While his forehead was being wrinkled and his jaws painted black and blue by the elderly man, he listened distractedly to the voice of the plump young jesuit which bade him speak up and make his points clearly. He could hear the band playing THE LILY OF KILLARNEY and knew that in a few moments the curtain would go up. He felt no stage fright but the thought of the part he had to play humiliated him. A remembrance of some of his lines made a sudden flush rise to his painted cheeks. He saw her serious alluring eyes watching him from among the audience and their image at once swept away his scruples, leaving his will compact. Another nature seemed to have been lent him: the infection of the excitement and youth about him entered into and transformed his moody mistrustfulness. For one rare moment he seemed to be clothed in the real apparel of boyhood: and, as he stood in the wings among the other players, he shared the common mirth amid which the drop scene was hauled upwards by two able-bodied priests with violent jerks and all awry.
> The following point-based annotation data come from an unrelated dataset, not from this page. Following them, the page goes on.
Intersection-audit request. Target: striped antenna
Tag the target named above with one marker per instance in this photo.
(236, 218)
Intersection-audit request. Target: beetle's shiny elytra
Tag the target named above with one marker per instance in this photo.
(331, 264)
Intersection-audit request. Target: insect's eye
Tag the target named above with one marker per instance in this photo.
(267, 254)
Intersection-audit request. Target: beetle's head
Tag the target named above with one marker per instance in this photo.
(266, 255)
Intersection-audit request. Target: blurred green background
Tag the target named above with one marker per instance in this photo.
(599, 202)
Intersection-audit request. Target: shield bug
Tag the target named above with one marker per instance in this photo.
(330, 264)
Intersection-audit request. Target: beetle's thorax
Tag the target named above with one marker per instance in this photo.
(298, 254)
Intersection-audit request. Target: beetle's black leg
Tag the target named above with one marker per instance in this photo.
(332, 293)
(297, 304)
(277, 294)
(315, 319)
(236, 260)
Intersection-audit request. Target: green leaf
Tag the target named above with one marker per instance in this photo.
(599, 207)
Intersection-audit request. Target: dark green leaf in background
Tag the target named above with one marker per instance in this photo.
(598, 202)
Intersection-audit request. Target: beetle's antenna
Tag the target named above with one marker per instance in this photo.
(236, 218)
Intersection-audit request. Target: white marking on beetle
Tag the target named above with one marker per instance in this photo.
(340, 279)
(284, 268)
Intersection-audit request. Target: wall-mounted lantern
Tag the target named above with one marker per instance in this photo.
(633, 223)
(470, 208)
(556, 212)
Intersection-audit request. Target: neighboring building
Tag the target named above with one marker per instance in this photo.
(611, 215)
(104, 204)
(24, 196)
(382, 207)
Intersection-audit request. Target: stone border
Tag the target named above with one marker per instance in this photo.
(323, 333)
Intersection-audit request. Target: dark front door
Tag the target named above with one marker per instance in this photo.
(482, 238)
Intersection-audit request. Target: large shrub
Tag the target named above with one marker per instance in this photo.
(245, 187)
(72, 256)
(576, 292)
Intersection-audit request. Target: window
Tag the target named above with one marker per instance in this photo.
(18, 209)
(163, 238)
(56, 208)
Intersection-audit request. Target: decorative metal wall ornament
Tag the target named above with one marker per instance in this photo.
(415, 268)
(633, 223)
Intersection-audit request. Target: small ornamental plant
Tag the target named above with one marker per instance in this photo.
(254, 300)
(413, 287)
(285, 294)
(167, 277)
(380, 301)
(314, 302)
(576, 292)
A few moments after he found himself on the stage amid the garish gas and the dim scenery, acting before the innumerable faces of the void. It surprised him to see that the play which he had known at rehearsals for a disjointed lifeless thing had suddenly assumed a life of its own. It seemed now to play itself, he and his fellow actors aiding it with their parts. When the curtain fell on the last scene he heard the void filled with applause and, through a rift in a side scene, saw the simple body before which he had acted magically deformed, the void of faces breaking at all points and falling asunder into busy groups.

He left the stage quickly and rid himself of his mummery and passed out through the chapel into the college garden. Now that the play was over his nerves cried for some further adventure. He hurried onwards as if to overtake it. The doors of the theatre were all open and the audience had emptied out. On the lines which he had fancied the moorings of an ark a few lanterns swung in the night breeze, flickering cheerlessly. He mounted the steps from the garden in haste, eager that some prey should not elude him, and forced his way through the crowd in the hall and past the two jesuits who stood watching the exodus and bowing and shaking hands with the visitors. He pushed onward nervously, feigning a still greater haste and faintly conscious of the smiles and stares and nudges which his powdered head left in its wake.

When he came out on the steps he saw his family waiting for him at the first lamp. In a glance he noted that every figure of the group was familiar and ran down the steps angrily.

—I have to leave a message down in George’s Street, he said to his father quickly. I’ll be home after you.